Bolgatanga, Sept. 2, GNA- The National Insurance Commission (NIC) on Wednesday asked transport owners and drivers to call at its offices for assistance anytime they had difficulties in making insurance claims from any of the companies.
The Commission has a complaints and settlements bureau that receives complaints from members of the public and handles all manner of grievances relating to any insurance matter.
It also has a fund to compensate persons who suffer injury or death through motor accident and are unable to obtain compensation from an insurance company.
Mr Gordon Wiru, a Legal Officer at the NIC said this when officers of the Commission met with members of the Ghana Private Road Transport Union (GPRTU) and Progressive Transport Owners Association (PROTOA) in Bolgatanga on Thursday.

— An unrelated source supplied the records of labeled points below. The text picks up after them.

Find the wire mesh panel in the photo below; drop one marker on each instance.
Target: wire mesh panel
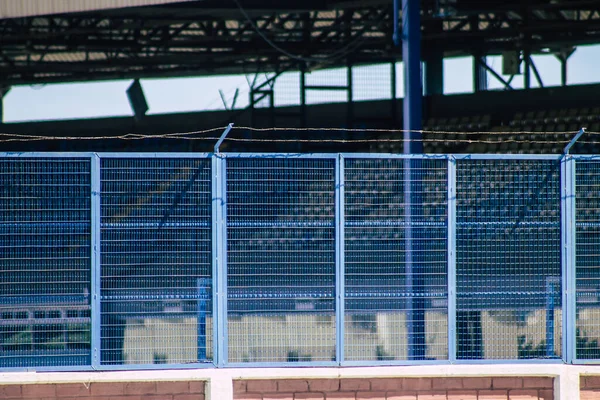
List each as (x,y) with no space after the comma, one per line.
(395,259)
(587,255)
(45,222)
(156,261)
(281,259)
(508,259)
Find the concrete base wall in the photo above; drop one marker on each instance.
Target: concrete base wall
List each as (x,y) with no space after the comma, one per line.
(485,388)
(424,382)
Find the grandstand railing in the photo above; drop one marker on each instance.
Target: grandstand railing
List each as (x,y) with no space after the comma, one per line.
(124,260)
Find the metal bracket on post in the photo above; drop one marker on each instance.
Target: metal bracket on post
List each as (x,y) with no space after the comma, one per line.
(573,141)
(223,136)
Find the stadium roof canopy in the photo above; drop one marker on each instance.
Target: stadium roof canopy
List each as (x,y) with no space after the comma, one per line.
(74,40)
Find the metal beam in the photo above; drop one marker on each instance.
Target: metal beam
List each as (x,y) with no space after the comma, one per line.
(411,55)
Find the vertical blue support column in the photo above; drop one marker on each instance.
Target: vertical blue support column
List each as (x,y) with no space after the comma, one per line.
(411,56)
(219,259)
(452,259)
(550,325)
(95,250)
(567,211)
(203,293)
(339,259)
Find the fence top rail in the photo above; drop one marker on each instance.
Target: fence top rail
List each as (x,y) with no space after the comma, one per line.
(556,157)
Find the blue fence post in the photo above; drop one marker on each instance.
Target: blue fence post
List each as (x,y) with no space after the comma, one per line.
(550,325)
(203,293)
(219,259)
(567,204)
(452,259)
(95,260)
(339,258)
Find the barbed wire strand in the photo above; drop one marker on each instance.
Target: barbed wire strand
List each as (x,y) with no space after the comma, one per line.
(490,136)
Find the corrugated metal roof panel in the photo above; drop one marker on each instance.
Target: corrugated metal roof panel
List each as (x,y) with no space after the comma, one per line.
(28,8)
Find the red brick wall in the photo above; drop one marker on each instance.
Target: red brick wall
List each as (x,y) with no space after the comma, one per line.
(505,388)
(106,391)
(590,387)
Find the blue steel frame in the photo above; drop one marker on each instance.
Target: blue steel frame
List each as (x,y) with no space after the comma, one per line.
(569,260)
(452,259)
(219,249)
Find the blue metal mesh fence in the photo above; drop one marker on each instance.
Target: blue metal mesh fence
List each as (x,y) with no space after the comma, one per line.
(395,259)
(508,259)
(281,259)
(283,229)
(156,261)
(44,262)
(588,259)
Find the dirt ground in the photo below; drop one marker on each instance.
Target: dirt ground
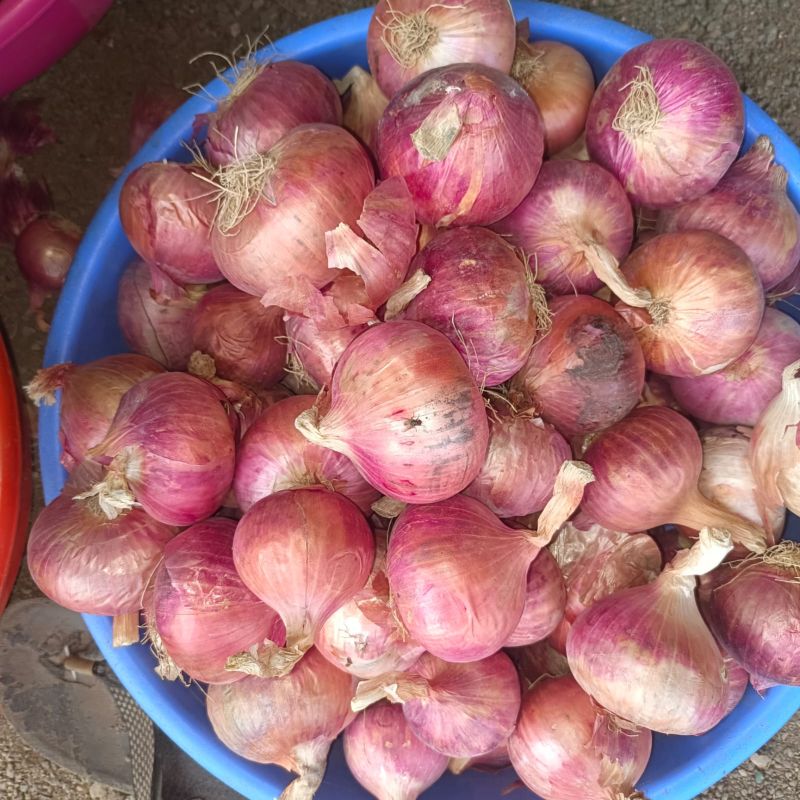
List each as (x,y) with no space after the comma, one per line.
(87,100)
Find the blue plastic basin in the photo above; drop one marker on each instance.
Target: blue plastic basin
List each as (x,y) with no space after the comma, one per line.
(85,328)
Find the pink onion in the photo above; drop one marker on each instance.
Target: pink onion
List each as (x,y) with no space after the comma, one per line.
(739,393)
(203,612)
(274,456)
(586,373)
(646,654)
(565,747)
(574,208)
(170,449)
(522,461)
(480,297)
(409,37)
(405,410)
(264,103)
(290,721)
(434,133)
(750,207)
(385,756)
(646,471)
(460,710)
(167,211)
(668,120)
(304,552)
(245,339)
(157,322)
(90,396)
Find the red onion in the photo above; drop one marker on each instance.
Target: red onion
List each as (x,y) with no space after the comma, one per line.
(157,322)
(169,449)
(385,756)
(274,211)
(405,411)
(90,396)
(460,710)
(646,654)
(646,471)
(459,576)
(586,373)
(565,747)
(480,297)
(274,456)
(434,133)
(667,120)
(574,208)
(409,37)
(245,339)
(290,721)
(750,207)
(264,103)
(304,552)
(672,289)
(739,393)
(167,211)
(522,461)
(203,612)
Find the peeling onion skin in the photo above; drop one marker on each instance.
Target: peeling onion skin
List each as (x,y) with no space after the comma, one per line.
(698,124)
(565,747)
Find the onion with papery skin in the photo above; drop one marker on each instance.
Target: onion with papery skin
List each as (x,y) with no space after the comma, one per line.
(460,710)
(573,208)
(739,393)
(409,37)
(290,721)
(157,322)
(646,470)
(245,339)
(750,207)
(646,654)
(480,296)
(385,756)
(167,211)
(668,120)
(202,611)
(405,410)
(264,103)
(304,552)
(274,456)
(586,373)
(434,133)
(459,576)
(565,747)
(90,396)
(170,449)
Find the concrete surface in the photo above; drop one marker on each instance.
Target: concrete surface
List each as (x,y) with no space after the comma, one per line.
(87,100)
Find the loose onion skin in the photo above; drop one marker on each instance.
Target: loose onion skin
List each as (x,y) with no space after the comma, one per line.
(166,211)
(405,410)
(90,396)
(290,721)
(408,37)
(385,756)
(565,747)
(434,133)
(479,297)
(668,120)
(586,373)
(739,393)
(573,207)
(203,612)
(750,207)
(264,104)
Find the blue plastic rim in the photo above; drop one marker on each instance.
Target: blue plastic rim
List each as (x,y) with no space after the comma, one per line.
(85,328)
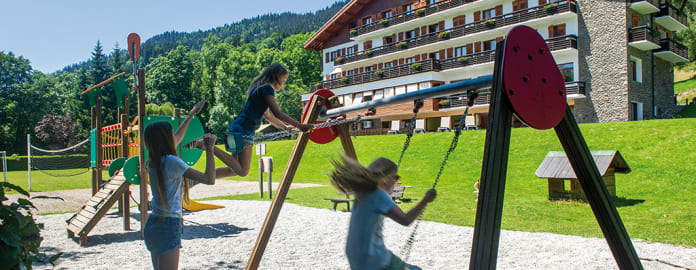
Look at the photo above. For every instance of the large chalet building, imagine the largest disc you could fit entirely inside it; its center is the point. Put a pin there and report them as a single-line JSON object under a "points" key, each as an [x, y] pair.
{"points": [[617, 57]]}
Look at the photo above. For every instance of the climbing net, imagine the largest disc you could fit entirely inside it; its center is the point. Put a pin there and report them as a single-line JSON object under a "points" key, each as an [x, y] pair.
{"points": [[66, 162]]}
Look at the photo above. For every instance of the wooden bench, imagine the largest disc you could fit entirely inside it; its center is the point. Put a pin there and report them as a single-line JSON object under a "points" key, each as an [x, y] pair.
{"points": [[345, 200]]}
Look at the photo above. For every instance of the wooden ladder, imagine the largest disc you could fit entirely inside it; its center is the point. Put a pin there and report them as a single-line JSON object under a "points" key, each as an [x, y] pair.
{"points": [[89, 215]]}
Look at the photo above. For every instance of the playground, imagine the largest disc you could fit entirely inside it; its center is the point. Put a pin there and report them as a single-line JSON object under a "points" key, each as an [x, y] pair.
{"points": [[226, 232]]}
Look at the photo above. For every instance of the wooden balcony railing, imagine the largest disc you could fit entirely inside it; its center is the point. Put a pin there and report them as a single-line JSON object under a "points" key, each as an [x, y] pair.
{"points": [[516, 17], [643, 33], [557, 43], [671, 11], [673, 46], [409, 15]]}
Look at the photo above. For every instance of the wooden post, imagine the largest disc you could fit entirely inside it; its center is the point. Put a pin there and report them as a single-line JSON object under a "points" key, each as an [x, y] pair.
{"points": [[489, 209], [124, 202], [98, 123], [282, 192], [596, 192], [141, 157]]}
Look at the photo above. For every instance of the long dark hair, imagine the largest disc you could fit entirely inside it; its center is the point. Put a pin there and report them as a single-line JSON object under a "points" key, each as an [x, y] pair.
{"points": [[271, 74], [159, 141]]}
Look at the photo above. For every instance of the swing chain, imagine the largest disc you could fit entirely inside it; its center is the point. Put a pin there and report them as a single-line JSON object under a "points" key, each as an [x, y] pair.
{"points": [[417, 104], [406, 248]]}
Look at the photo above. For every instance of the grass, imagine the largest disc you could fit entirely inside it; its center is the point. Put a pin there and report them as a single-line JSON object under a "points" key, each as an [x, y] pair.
{"points": [[656, 200]]}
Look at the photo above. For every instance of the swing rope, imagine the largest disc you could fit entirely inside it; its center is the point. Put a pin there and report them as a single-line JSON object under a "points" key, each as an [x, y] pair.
{"points": [[406, 248]]}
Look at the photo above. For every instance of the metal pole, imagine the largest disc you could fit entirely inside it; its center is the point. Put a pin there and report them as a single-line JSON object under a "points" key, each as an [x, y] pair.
{"points": [[433, 92], [4, 165], [29, 159], [260, 177]]}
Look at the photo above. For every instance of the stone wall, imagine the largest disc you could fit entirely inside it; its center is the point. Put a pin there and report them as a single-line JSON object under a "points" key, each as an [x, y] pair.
{"points": [[602, 55]]}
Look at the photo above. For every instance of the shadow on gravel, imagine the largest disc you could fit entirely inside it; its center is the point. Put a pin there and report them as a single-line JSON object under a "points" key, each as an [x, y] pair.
{"points": [[621, 202], [194, 230], [230, 265]]}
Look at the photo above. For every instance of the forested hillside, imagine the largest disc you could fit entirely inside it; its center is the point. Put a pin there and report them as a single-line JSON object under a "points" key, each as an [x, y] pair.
{"points": [[181, 68]]}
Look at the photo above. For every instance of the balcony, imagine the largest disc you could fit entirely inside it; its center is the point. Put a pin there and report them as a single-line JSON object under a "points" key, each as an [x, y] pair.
{"points": [[672, 51], [555, 44], [573, 90], [644, 6], [516, 17], [643, 38], [408, 16], [670, 18]]}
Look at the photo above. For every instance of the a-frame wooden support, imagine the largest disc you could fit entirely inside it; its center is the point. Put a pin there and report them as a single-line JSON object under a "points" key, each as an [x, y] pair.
{"points": [[489, 211], [289, 174]]}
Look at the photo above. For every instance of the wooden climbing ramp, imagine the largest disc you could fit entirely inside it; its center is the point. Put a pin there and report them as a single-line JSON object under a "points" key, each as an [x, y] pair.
{"points": [[91, 213]]}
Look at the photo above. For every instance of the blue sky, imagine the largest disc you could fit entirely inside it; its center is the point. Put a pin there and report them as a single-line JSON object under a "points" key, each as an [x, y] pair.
{"points": [[56, 33]]}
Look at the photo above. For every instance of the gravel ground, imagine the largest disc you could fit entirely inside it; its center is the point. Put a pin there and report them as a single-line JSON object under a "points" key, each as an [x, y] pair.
{"points": [[310, 238]]}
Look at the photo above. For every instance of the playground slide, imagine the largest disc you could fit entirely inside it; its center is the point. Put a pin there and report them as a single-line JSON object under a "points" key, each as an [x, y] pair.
{"points": [[89, 215]]}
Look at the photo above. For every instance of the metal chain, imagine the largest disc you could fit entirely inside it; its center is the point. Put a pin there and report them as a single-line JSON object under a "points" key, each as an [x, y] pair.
{"points": [[406, 248]]}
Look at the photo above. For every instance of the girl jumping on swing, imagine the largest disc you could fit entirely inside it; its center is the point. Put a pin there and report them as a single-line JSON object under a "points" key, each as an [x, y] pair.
{"points": [[260, 104], [372, 185]]}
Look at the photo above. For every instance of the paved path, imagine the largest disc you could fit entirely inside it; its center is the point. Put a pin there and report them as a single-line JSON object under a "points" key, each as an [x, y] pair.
{"points": [[74, 199]]}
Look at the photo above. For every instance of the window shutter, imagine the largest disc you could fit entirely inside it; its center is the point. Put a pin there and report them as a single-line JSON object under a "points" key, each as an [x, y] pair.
{"points": [[561, 30]]}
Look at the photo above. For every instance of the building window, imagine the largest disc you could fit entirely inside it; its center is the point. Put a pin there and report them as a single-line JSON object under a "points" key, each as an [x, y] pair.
{"points": [[489, 45], [636, 111], [519, 4], [367, 96], [636, 67], [408, 8], [488, 13], [567, 72], [459, 20], [367, 20], [459, 51], [387, 14], [557, 30]]}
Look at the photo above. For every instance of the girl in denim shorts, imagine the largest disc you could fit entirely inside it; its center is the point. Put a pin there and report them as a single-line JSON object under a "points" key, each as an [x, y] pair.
{"points": [[260, 104], [162, 231]]}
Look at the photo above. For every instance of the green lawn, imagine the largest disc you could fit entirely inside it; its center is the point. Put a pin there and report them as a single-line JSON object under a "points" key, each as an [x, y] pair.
{"points": [[656, 200]]}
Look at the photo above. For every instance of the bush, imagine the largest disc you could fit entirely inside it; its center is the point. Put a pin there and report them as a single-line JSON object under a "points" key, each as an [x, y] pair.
{"points": [[20, 235]]}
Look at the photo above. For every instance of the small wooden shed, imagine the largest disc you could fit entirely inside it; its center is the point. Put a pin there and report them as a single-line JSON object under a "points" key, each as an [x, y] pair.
{"points": [[563, 184]]}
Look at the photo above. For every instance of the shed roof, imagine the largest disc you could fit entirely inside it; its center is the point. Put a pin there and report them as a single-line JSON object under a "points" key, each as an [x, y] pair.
{"points": [[556, 164]]}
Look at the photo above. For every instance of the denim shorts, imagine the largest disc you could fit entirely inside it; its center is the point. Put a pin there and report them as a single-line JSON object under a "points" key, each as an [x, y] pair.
{"points": [[237, 139], [162, 234]]}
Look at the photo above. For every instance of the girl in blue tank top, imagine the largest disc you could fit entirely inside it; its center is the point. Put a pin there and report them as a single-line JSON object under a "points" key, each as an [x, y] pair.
{"points": [[260, 104]]}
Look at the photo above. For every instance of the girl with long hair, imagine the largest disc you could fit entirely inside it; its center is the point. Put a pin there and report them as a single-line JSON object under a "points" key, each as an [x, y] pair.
{"points": [[166, 171], [260, 104], [372, 185]]}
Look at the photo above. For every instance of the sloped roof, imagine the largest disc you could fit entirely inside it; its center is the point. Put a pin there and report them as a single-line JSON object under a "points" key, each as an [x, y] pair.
{"points": [[556, 164], [335, 24]]}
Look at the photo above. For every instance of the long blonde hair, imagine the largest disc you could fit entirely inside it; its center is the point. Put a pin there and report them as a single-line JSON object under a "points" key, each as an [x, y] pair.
{"points": [[350, 176]]}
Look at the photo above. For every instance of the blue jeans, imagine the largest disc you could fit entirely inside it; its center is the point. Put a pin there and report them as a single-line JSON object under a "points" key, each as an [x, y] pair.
{"points": [[237, 138], [162, 234]]}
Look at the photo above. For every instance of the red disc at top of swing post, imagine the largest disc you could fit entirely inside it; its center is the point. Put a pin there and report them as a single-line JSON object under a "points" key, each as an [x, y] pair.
{"points": [[321, 135], [134, 46], [533, 83]]}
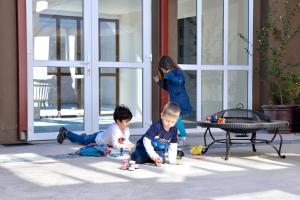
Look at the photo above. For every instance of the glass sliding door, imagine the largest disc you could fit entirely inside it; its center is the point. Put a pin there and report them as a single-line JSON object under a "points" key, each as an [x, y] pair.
{"points": [[121, 45], [84, 58]]}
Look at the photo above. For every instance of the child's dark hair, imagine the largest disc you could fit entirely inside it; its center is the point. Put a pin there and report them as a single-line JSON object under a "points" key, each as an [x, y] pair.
{"points": [[167, 63], [122, 113]]}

He explained that NIC registers, licenses, monitors and supervises insurance companies.
The complaint unit, he said, takes clients who have exhausted all means of getting compensation from insurance companies and through arbitration, settles the matter.
"The procedure for complaints could be through writing or personal contact with the unit," he added.
Mr Wiru said the fund would cater for anybody who had been injured in a motor accident but was unable to obtain compensation from an insurance company due to some reasons, including hit and run cases, or when the vehicle owner breaches a policy condition and renders the policy invalid or inoperative.
He said payments were also made in cases where the vehicle owner fails to take a motor insurance policy or that the policy had expired at the time of accident.
He said however, that the fund was not meant to relieve insurance companies of their liabilities nor encourage motorists not to insure their vehicles.
"It is a last resort, so the claimant must prove that he or she has tried without success to make a claim from the insurer of the offending driver or vehicle owner," he said.
Mr Philip Kabutey-Ongor, an Insurance Officer, cautioned the drivers against buying fake insurance stickers and the ECOWAS Brown Card, a cross-border insurance policy.
Mr Godfried Abulbire, Upper East Regional Chairman of the GPRTU said many accidents victims in the area did not claim insurance due to ignorance and reluctance to pursue the "cumbersome" procedure. He said with the NIC ready to help, the drivers would not hesitate to patronise insurance policies.